The Bill Coming Due for Airlines: U.S. airports plan to invest a record amount on infrastructure projects, likely resulting in higher fees for airlines

The Wall Street Journal 
By Jon Sindreu
Dec. 26, 2018 9:55 a.m. ET

Costs are a key concern for airline investors, who have fretted about pilot shortages, union disputes and oil prices over the past year. But there’s a less obvious bill that they will likely face in 2019: Higher airport fees.

Over the past decade, air travel has grown much faster than the economy. Yet U.S. airports’ spending on infrastructure fell 24% between 2013 and 2017 compared with the previous five-year period, according to North America’s Airports Council International.

Now the infrastructure needs to catch up. Airlines, as well as local governments and federal agencies, will invest $100 billion in U.S. airports over the next five years, ACI estimates, more than at any point on record. Hub airports—those used to connect flights—will spend the most, because that’s where U.S. airlines have focused their expansion.

As a result, the fee paid by U.S. airlines to airports for each passenger will increase 19% between 2017 and 2020, a report by brokerage Cowen predicts.

Admittedly, airport costs add up to just 2% of U.S. airlines’ total costs, on average. Fuel and labor are the key expenses, contributing more than 30% each.

Yet some airlines are more exposed: Airport fees account for 4% of costs for ultralow cost carriers such as Allegiant and Spirit, which also find it harder to pass extra costs onto consumers. Meanwhile, Alaska Airlines and JetBlue are expanding in airports that are undergoing large renovations and are about to become more expensive.

There’s also the risk that the final bill ends up larger than investors anticipate, even for big legacy carriers like Delta Air Lines , United Airlines and American Airlines. Of the $100 billion of planned infrastructure spending, only 63% will be used to expand capacity, the ACI believes. That means higher investment may be needed for many years to come.

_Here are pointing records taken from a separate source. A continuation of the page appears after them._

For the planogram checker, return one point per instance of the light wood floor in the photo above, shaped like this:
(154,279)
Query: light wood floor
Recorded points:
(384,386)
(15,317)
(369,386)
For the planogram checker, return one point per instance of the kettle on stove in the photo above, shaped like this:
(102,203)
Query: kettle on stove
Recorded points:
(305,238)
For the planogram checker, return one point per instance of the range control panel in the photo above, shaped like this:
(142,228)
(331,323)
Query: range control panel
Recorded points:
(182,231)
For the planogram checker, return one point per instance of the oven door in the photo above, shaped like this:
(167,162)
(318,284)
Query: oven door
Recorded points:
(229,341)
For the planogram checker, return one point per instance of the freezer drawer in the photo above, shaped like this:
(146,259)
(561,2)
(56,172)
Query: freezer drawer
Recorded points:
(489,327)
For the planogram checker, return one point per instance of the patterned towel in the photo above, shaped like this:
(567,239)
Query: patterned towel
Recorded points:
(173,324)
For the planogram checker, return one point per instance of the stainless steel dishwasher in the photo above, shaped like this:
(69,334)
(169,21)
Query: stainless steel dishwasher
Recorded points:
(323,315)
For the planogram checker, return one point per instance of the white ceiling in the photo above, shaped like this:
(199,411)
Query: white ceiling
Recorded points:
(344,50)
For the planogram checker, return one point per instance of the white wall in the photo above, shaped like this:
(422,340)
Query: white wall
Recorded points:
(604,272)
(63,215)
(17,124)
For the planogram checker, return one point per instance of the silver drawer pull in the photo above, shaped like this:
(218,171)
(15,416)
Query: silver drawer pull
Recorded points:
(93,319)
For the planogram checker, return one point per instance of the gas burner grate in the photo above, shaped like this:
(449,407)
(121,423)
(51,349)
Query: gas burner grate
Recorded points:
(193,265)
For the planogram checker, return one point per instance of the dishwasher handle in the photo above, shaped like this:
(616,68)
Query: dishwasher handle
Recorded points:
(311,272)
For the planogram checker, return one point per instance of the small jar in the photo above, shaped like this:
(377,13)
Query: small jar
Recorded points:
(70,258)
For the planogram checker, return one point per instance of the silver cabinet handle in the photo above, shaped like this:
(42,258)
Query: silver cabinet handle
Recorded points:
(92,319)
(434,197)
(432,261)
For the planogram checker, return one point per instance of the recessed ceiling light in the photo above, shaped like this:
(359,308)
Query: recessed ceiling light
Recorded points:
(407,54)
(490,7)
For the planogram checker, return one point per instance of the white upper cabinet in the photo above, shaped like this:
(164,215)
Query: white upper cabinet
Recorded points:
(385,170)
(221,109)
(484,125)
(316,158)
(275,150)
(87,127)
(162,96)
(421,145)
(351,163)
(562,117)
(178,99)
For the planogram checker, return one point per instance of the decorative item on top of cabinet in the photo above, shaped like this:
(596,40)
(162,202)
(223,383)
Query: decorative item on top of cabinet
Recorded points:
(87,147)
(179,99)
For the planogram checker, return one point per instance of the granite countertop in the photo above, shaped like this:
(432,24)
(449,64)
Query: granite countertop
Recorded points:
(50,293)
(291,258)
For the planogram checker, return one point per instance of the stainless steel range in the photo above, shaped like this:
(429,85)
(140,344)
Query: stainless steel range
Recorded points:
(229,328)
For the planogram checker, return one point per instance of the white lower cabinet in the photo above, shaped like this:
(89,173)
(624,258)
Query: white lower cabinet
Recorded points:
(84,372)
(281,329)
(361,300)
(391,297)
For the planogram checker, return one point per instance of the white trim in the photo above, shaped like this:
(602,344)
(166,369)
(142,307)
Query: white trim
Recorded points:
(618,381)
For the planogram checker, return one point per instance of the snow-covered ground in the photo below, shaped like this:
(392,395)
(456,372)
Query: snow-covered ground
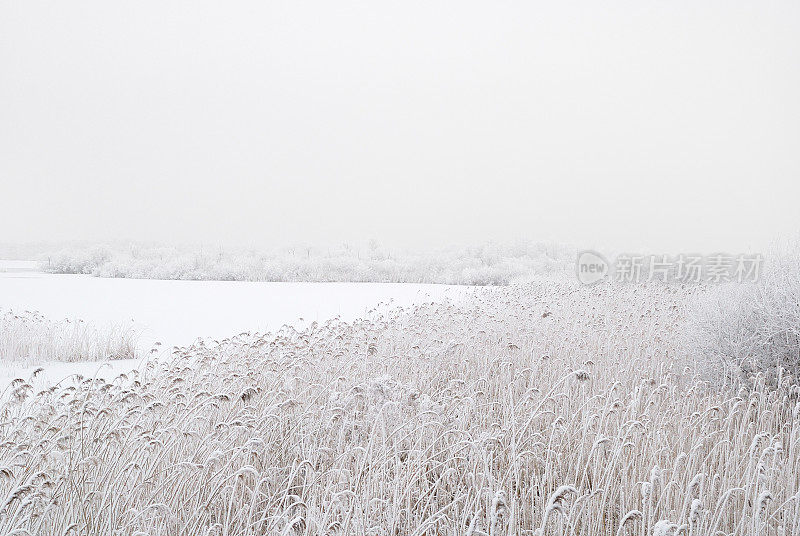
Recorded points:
(176,313)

A lot of resources will go to refurbishing old terminals, which have dragged down consumer satisfaction in many of the U.S.’s major hubs. A clear example is New York’s LaGuardia Airport, which could be in a “third-world country,” as then Vice President Joe Biden said in 2014. It often ranks near the bottom of airport rankings, including a recent Wall Street Journal one.

Works to refurbish LaGuardia started in 2016 with an $8 billion budget. Costs per passenger for airlines could increase 37% by the time the works are done in 2023, Cowen estimates.

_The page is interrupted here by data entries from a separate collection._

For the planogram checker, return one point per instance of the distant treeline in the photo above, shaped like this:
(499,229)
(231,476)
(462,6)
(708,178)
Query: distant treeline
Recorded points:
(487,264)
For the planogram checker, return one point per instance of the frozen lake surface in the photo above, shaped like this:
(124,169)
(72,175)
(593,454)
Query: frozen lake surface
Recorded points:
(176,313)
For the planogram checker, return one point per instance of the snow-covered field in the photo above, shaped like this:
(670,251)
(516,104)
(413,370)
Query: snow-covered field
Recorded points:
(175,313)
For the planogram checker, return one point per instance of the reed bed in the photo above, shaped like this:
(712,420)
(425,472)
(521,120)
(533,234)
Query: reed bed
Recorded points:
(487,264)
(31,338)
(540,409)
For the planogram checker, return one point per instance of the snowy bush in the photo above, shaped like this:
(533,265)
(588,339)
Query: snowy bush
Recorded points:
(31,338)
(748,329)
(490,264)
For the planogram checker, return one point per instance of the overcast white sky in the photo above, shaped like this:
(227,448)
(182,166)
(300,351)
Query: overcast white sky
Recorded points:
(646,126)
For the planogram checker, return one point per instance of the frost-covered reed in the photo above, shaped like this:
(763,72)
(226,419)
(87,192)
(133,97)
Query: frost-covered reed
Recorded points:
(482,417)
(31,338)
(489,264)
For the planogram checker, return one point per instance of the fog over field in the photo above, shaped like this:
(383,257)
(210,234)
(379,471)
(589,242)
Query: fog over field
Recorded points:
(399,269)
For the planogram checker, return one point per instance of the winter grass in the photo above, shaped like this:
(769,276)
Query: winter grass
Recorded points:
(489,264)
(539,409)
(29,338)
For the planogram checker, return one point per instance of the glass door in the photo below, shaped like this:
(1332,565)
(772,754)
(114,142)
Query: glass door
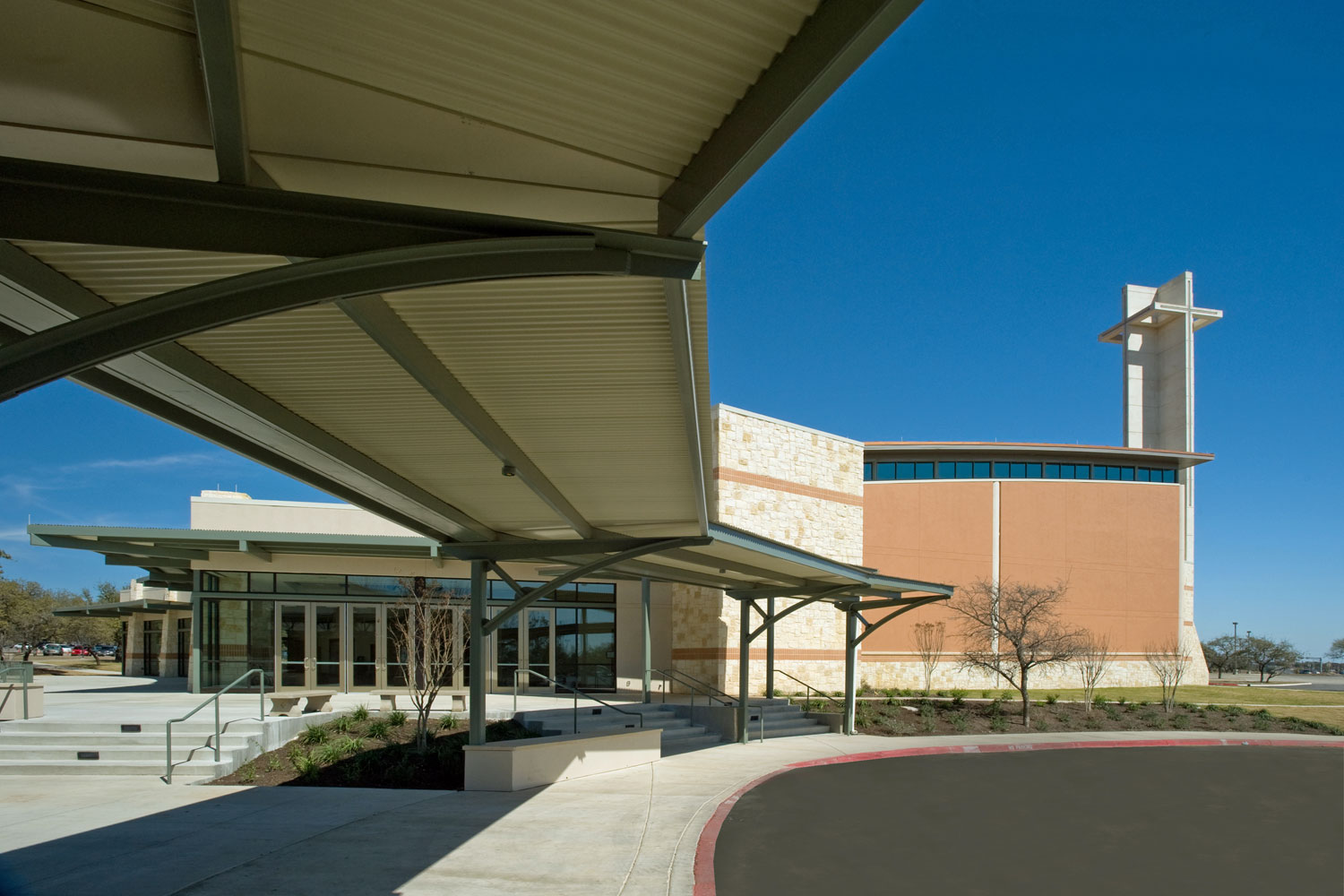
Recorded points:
(327,640)
(292,635)
(527,646)
(363,648)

It may be more exciting to track the price of crude every day, but airline investors should also take a close look at the number of cranes around airports.

Original article can be found here ➤ https://www.wsj.com 

2 comments:

Anonymous said...

Commercial flying has become perdition. A thousand mile flight devours a day and renders us into meat puppets marching shoeless and clueless thru the chutes. I wanna a divorce from hurry up and wait commercial planes as do so many others. I am even thinking more about Elon's turbo tunnel.

Anonymous said...

How soon will the TSA security be paid for entirely by the airports/airlines? (They are part of the current partial government shutdown) How does it make sense to make taxpayers responsible for this bill? By the way, Southwest airlines uses private security at Love Field in Dallas. Private security is incredibly better and more efficient than the government TSA employees at other airports.